Avevo 20 anni ed era il lontano 1975 quando misi firma come soldato in ferma stabile nella Legione Straniera Francese. Da quel momento in poi mi sarei spostato in molti stati del Nord Africa, senza mai fissa dimora. Quello nella Legione Straniera fu forse il periodo più importante eppure anche angosciante della mia vita. Ciò che oggi sono lo devo in gran parte a quegli anni trascorsi sempre in prima linea sul filo del rasoio, perennemente sospeso tra la vita e la morte. Ma forse, proprio il riuscire a stare in equilibrio su una sottilissima linea di confine tra due mondi in realtà molto meno distanti di quanto si riesca a credere, mi ha reso diverso. Profondamente diverso. Non so se in meglio o se in peggio, ma di sicuro non più il timido e ingenuo ragazzo che si trasferì a neppure dieci anni compiuti in terra di Francia. La Legione Straniera è un corpo militare dove puoi essere tutto o nulla, dipende solo da te. Quando vieni arruolato puoi addirittura scegliere di dare un’identità fittizia, al fine di recidere ogni legame con ciò che eri sino al momento in cui ti hanno ritenuto idoneo a indossare il Kepi Blanc (il tipico berretto del corpo).
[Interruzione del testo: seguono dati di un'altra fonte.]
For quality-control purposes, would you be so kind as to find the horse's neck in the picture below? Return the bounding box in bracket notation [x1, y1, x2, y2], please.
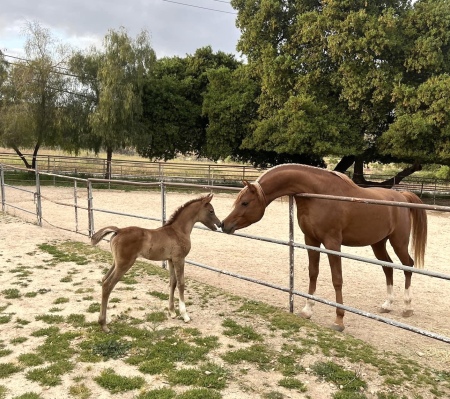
[259, 165, 320, 203]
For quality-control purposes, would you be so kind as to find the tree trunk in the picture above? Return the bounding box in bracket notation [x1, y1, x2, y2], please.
[105, 147, 112, 179]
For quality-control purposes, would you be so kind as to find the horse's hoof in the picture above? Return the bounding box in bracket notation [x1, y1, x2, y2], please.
[402, 309, 414, 317]
[331, 323, 345, 332]
[169, 310, 177, 319]
[102, 325, 111, 334]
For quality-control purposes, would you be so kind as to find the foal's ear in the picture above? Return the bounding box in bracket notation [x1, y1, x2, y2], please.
[242, 180, 255, 193]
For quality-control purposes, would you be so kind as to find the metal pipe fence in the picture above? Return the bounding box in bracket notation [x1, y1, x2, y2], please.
[0, 164, 450, 343]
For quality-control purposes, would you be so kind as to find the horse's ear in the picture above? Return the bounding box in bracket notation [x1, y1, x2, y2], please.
[242, 180, 255, 193]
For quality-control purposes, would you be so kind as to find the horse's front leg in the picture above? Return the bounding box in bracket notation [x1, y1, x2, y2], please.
[324, 240, 345, 331]
[300, 236, 320, 319]
[169, 260, 177, 319]
[173, 259, 191, 323]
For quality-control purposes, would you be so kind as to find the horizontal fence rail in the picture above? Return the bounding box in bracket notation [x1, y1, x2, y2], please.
[0, 160, 450, 343]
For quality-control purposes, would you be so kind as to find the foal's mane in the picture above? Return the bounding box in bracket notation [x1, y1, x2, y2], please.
[164, 195, 207, 226]
[233, 180, 266, 207]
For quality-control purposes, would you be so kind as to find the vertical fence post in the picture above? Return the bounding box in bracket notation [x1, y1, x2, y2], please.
[161, 179, 167, 269]
[34, 160, 42, 227]
[73, 180, 78, 233]
[289, 195, 294, 313]
[87, 180, 95, 238]
[0, 165, 6, 212]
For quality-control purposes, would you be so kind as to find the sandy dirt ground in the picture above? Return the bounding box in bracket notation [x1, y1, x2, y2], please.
[0, 187, 450, 376]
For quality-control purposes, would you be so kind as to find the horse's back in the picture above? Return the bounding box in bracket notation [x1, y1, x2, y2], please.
[297, 187, 411, 246]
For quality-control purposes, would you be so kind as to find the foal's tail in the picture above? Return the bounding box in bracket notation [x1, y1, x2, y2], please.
[402, 191, 428, 268]
[91, 226, 120, 245]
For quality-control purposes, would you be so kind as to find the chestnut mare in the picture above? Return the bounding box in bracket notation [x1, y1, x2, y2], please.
[222, 164, 427, 331]
[91, 194, 220, 332]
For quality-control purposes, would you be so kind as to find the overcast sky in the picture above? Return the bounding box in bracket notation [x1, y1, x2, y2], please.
[0, 0, 241, 59]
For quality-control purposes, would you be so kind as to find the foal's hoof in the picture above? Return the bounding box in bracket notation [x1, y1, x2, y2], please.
[101, 324, 111, 333]
[331, 323, 345, 332]
[402, 309, 414, 317]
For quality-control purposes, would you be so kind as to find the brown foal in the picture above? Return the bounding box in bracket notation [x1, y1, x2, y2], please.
[91, 194, 221, 332]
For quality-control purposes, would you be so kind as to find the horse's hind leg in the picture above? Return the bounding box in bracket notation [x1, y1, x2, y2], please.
[300, 236, 320, 319]
[372, 239, 394, 313]
[168, 260, 177, 319]
[98, 259, 136, 333]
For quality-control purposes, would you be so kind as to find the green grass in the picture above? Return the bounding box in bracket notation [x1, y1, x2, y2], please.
[0, 241, 450, 399]
[94, 368, 145, 394]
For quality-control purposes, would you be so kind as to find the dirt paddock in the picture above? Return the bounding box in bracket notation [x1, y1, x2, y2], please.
[0, 187, 450, 367]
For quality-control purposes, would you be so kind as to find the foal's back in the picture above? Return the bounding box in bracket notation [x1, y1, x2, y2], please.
[111, 225, 191, 261]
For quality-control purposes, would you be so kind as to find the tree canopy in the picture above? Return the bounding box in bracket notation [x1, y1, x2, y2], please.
[223, 0, 450, 183]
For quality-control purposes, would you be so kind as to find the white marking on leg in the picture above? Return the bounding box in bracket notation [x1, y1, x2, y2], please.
[403, 287, 414, 317]
[300, 294, 315, 319]
[381, 285, 394, 312]
[178, 300, 191, 323]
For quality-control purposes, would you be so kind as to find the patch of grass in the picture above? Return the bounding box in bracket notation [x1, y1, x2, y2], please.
[222, 319, 263, 342]
[69, 384, 92, 399]
[25, 360, 74, 387]
[0, 363, 22, 379]
[66, 313, 86, 327]
[145, 312, 167, 323]
[18, 353, 44, 367]
[38, 244, 89, 265]
[2, 288, 21, 299]
[311, 362, 367, 392]
[222, 344, 273, 370]
[167, 363, 228, 390]
[149, 291, 169, 301]
[35, 314, 64, 324]
[177, 388, 222, 399]
[136, 388, 177, 399]
[94, 368, 145, 393]
[278, 377, 308, 392]
[92, 339, 132, 360]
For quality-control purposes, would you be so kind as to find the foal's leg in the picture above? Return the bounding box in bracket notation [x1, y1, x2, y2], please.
[300, 236, 320, 319]
[372, 239, 394, 313]
[98, 258, 136, 333]
[168, 260, 177, 319]
[173, 259, 191, 323]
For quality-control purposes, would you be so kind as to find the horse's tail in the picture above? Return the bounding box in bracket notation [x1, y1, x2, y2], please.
[402, 191, 428, 268]
[91, 226, 120, 245]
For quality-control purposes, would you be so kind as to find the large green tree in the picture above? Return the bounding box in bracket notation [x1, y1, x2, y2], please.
[232, 0, 450, 184]
[0, 22, 70, 168]
[139, 46, 240, 160]
[74, 28, 156, 178]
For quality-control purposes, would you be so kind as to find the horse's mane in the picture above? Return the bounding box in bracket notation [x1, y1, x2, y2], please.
[164, 195, 207, 226]
[233, 183, 266, 207]
[256, 163, 358, 187]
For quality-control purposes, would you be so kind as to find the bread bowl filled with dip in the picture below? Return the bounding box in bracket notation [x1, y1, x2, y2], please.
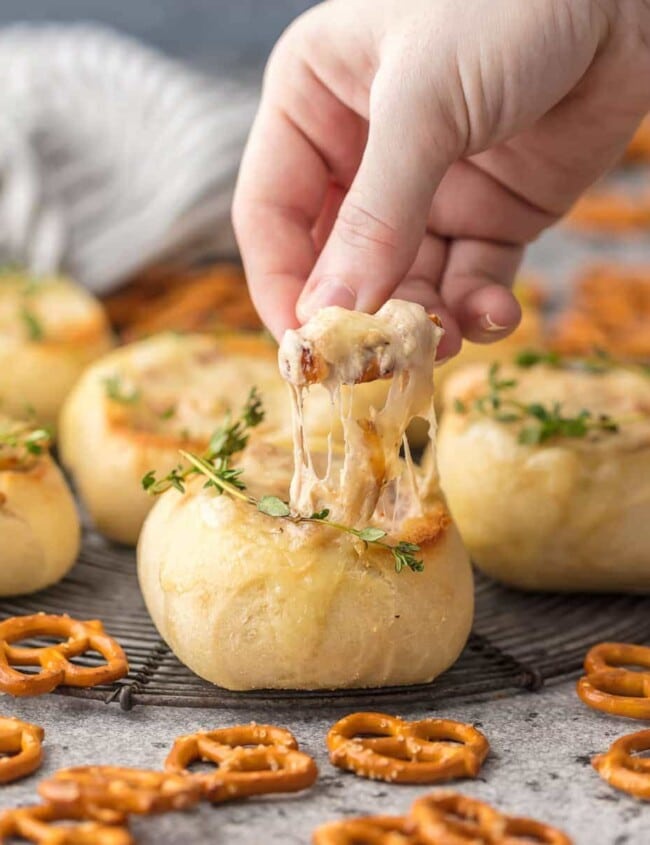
[0, 269, 113, 426]
[138, 301, 473, 690]
[0, 417, 81, 596]
[438, 353, 650, 593]
[60, 332, 384, 545]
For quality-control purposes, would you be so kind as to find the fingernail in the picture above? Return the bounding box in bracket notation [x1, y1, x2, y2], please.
[296, 278, 357, 322]
[480, 314, 508, 332]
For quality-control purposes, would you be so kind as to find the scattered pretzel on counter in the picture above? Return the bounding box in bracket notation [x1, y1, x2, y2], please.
[0, 804, 135, 845]
[577, 643, 650, 719]
[38, 766, 202, 824]
[410, 792, 505, 843]
[312, 791, 572, 845]
[591, 730, 650, 801]
[165, 724, 318, 803]
[0, 613, 129, 696]
[327, 713, 490, 783]
[312, 816, 424, 845]
[0, 717, 45, 783]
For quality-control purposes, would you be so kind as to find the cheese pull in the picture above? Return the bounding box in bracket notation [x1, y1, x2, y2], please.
[279, 299, 442, 530]
[279, 300, 440, 387]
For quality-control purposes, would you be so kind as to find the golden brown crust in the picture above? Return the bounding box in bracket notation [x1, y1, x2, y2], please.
[0, 718, 45, 783]
[400, 503, 452, 548]
[576, 642, 650, 719]
[591, 730, 650, 801]
[0, 804, 135, 845]
[327, 713, 490, 783]
[549, 264, 650, 361]
[165, 723, 318, 803]
[0, 613, 129, 696]
[623, 115, 650, 162]
[38, 766, 202, 824]
[105, 263, 262, 340]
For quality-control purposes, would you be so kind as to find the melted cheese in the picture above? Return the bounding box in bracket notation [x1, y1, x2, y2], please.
[279, 300, 442, 533]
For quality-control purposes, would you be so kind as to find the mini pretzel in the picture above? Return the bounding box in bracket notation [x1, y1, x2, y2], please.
[0, 718, 45, 783]
[0, 613, 129, 696]
[410, 792, 505, 845]
[38, 766, 202, 824]
[577, 643, 650, 719]
[327, 713, 490, 783]
[312, 816, 423, 845]
[591, 730, 650, 801]
[165, 724, 318, 803]
[495, 816, 572, 845]
[410, 792, 571, 845]
[0, 804, 135, 845]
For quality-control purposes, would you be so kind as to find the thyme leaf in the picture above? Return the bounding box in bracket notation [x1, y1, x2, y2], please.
[104, 375, 142, 405]
[142, 388, 424, 572]
[20, 305, 45, 343]
[454, 362, 620, 446]
[141, 388, 264, 496]
[0, 426, 52, 460]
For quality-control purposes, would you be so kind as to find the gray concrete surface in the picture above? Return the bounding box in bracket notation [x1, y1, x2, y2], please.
[0, 684, 650, 845]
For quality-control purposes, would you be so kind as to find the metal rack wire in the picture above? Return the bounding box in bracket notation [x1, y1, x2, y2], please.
[0, 531, 650, 710]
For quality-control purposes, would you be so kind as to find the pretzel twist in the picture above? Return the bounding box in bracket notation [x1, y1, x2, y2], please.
[312, 791, 571, 845]
[327, 713, 490, 783]
[0, 804, 135, 845]
[0, 718, 45, 783]
[577, 643, 650, 719]
[38, 766, 202, 824]
[312, 816, 423, 845]
[410, 792, 506, 845]
[0, 613, 129, 696]
[591, 730, 650, 801]
[165, 724, 318, 804]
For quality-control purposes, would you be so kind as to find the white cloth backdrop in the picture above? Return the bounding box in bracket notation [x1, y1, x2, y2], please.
[0, 25, 257, 292]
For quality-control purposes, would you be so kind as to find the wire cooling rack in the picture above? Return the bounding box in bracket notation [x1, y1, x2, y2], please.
[0, 531, 650, 710]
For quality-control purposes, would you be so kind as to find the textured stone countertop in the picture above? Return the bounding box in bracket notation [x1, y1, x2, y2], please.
[0, 683, 650, 845]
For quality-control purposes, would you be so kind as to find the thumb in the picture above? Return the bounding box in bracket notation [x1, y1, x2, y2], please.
[296, 65, 460, 322]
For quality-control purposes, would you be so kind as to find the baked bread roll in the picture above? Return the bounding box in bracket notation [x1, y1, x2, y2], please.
[0, 270, 112, 426]
[0, 417, 80, 596]
[59, 333, 384, 545]
[138, 302, 473, 690]
[438, 364, 650, 593]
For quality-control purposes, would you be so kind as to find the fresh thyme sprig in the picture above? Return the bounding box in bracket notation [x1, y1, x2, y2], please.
[103, 375, 142, 405]
[142, 388, 264, 496]
[514, 347, 650, 375]
[454, 362, 619, 445]
[0, 426, 52, 458]
[255, 496, 424, 572]
[142, 389, 424, 572]
[20, 305, 45, 343]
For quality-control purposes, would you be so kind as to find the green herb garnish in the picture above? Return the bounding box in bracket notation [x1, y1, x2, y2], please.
[454, 362, 620, 445]
[514, 348, 650, 375]
[104, 375, 142, 405]
[142, 388, 424, 572]
[0, 426, 52, 458]
[20, 305, 45, 342]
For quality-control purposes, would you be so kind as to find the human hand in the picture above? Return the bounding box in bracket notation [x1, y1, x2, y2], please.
[233, 0, 650, 357]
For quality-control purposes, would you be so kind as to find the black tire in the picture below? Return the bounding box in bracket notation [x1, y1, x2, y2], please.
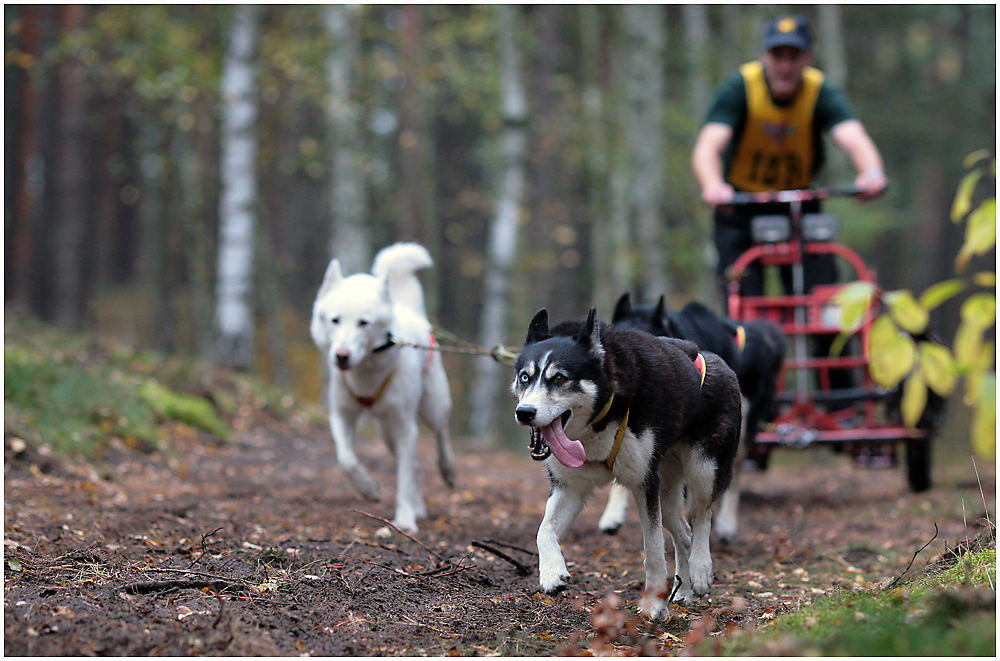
[906, 438, 933, 493]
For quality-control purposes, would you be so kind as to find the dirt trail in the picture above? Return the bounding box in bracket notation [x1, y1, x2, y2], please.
[4, 418, 995, 656]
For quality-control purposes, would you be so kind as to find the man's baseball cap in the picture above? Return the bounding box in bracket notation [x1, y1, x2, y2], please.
[762, 16, 812, 50]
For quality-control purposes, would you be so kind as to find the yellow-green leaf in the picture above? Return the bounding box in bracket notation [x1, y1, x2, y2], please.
[868, 315, 916, 389]
[883, 289, 930, 334]
[917, 342, 957, 397]
[971, 374, 997, 459]
[961, 294, 997, 330]
[899, 372, 927, 429]
[951, 170, 983, 223]
[972, 271, 997, 289]
[920, 278, 965, 311]
[833, 282, 875, 331]
[954, 321, 983, 369]
[962, 197, 997, 255]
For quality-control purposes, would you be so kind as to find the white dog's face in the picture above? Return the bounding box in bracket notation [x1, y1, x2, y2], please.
[310, 260, 392, 371]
Ma io sono sempre stato molto fiero sia della mia terra d’origine, l’Italia, sia del mio passato, quindi al momento di fornire le generalità confermai i miei veri dati.
Diventare un soldato mi fece innanzitutto apprendere il concetto di disciplina. Sino ad allora abbastanza ameno, se non proprio a me del tutto sconosciuto. Avevo grande familiarità con quello di educazione e di buone maniere, certo, i miei genitori mi avevano cresciuto e trasmesso il loro essere brave e oneste persone, ma la vera valenza del concetto di disciplina, per forza di cose non l’avevo mai compresa. Non a sufficienza almeno. Gli anni nella Legione Straniera me ne diedero un’idea più che approfondita. Ma soprattutto, mi resero consapevole che proprio quella disciplina avrebbe fatto la differenza, visto che sarebbe bastato un attimo per lasciare tutto e tutti andando via da questo mondo in meno d’un secondo.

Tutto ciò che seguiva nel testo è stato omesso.